In Swift 2, Apple introduced API availability checking. If you set your app’s Deployment Target to a lower iOS release than the base SDK, Xcode will automatically scan every API you use to make sure it’s available in your lowest deployment target version. This information has been in Apple’s API headers for years, but it’s only now being exposed to the compiler. What it means is that if your app compiles, you can be guaranteed it doesn’t call any code that can’t run because of missing APIs.


In that code, #available is going to check whether we’re on iOS 9 or later, or any other unknown platforms like watchOS – that’s the * at the end, and it’s required. And that’s it: all the code you’ll put in place of "// use UIStackView" effectively has elevated rights to use iOS 9.0-only technology, whether that’s classes, methods or enums.


Natasha Murashev on unwrapping multiple optionals using pattern matching:

I was at first frustrated by the use of ? to indicate that the value does exist (especially since I associate it with the idea of optionals, where the value may or may not exist), but I have to admit that this example is very clear to understand. And I definitely like it as a much better alternative to the clunky .Some(username) syntax.

Chris Eidhof:

Inspired by Mike Ash’s tweet, I tried generating JSON dictionaries in Swift by using the new reflection features.


We can provide a default implementation by extending the protocol. This default implementation reflects a value, and loops over the children, recursively serializing them as well. If the type doesn’t have any children, we assume it’s a primitive (e.g. a String or an Int) and don’t serialize it.

Mike Ash:

The terrible world of CFunctionPointer is gone in Swift 2. Instead, Swift function types have trifurcated into variants. Any Swift function type can optionally be annotated with a @convention specifier which says what kind of function it is. The swift convention is the default and indicates a normal Swift function. The block convention indicates an Objective-C block type. These were automatically bridged, and still are, but now the typing is more explicit. Finally, the c convention indicates a C function pointer. Function types annotated with @convention(c) still behave mostly normally, so you can call them and pass them as usual.

Natasha Murashev:

The idea behind for…in filtering is that now you can do filters inline vs in your for loop.

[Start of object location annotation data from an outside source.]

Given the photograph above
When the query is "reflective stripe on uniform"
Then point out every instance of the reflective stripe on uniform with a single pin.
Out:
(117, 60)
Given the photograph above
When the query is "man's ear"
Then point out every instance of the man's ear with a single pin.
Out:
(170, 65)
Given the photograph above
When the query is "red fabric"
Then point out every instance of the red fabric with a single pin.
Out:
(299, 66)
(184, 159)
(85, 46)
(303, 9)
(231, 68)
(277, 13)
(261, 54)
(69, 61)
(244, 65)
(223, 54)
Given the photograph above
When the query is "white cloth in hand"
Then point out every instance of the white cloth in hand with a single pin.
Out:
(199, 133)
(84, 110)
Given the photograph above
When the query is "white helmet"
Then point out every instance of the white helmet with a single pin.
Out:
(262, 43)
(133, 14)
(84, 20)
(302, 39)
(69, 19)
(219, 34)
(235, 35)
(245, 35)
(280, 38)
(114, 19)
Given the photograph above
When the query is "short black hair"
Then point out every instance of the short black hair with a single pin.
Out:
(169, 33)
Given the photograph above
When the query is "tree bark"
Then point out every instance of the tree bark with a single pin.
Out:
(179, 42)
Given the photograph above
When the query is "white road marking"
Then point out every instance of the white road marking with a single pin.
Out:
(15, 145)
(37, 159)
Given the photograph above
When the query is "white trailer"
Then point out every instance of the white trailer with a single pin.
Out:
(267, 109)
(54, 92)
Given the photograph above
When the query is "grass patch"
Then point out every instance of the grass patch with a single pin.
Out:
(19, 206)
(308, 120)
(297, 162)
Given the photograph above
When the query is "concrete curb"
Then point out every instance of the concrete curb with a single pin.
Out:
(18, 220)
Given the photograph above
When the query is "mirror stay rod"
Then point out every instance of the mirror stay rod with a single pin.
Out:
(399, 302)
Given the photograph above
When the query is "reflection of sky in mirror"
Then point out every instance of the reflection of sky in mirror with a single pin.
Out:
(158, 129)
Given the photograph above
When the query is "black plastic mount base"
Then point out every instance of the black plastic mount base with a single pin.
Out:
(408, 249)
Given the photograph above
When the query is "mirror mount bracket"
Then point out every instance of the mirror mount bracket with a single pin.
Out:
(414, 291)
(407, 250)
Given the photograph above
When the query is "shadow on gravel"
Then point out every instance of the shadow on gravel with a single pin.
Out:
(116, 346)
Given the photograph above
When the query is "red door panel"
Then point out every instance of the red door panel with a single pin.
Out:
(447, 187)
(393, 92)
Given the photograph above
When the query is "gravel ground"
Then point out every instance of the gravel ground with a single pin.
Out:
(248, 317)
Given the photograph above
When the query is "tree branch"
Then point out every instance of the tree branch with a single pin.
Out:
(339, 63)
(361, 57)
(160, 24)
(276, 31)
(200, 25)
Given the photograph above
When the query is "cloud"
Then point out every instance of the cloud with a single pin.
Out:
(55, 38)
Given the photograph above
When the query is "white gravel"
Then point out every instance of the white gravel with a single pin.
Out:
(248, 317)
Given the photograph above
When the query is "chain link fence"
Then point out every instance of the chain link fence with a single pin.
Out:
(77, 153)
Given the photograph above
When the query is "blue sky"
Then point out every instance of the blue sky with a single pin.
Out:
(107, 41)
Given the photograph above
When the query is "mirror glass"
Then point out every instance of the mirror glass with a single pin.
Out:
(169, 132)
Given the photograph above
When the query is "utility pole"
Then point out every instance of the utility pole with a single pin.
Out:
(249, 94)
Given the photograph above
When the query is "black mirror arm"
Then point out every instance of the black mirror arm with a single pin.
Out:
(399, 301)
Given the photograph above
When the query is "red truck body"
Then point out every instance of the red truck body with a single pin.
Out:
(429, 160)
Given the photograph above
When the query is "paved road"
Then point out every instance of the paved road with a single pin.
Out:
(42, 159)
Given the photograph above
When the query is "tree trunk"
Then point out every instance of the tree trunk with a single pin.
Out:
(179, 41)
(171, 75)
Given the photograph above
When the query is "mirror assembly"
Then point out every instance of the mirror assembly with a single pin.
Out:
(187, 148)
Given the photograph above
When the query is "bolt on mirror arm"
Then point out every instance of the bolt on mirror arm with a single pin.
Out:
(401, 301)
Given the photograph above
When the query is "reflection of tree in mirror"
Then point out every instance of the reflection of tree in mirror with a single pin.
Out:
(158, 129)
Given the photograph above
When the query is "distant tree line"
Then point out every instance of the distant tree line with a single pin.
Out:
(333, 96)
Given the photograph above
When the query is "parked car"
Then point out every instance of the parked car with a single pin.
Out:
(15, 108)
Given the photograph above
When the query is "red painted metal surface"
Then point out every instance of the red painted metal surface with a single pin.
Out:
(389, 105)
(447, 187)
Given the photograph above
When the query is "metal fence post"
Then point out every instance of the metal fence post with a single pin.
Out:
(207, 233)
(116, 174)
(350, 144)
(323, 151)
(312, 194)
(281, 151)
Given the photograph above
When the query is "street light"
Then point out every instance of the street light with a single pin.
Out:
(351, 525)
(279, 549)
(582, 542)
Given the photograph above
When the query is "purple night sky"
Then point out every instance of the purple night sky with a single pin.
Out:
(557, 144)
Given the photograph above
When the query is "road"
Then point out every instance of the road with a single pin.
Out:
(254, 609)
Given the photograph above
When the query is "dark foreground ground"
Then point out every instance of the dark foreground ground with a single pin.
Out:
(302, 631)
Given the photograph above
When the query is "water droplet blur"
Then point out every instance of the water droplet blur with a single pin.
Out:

Note that you can use the pattern matching with “if case” in combination with the for…in filtering for some even more advanced filtering!

I’d still like to see list and dictionary comprehensions.


Brendan Eich:

In an HN sub-thread sparked by my slides, I concurred with Patrick Walton on analogies between browsers and the Unix kernel, JS and C. One does not get to write kernel code in any language, at least not yet. Elsewhere in that sub-thread the analogue of JS was identified as architecture-specific assembly code, where the CPU architecture is fixed by physical reality, while software is written in virtual languages compiled to machine code, or run through interpreters.

In any event, whether analogous to C or assembly, JS has had a lock on the “kernel” of the client side. Web “userland code”, in contrast, can be written in a great many languages. Adding a second (bytecode) syntax has looked like a “now you have two problems” loss, against the alternative of one syntax. Until now.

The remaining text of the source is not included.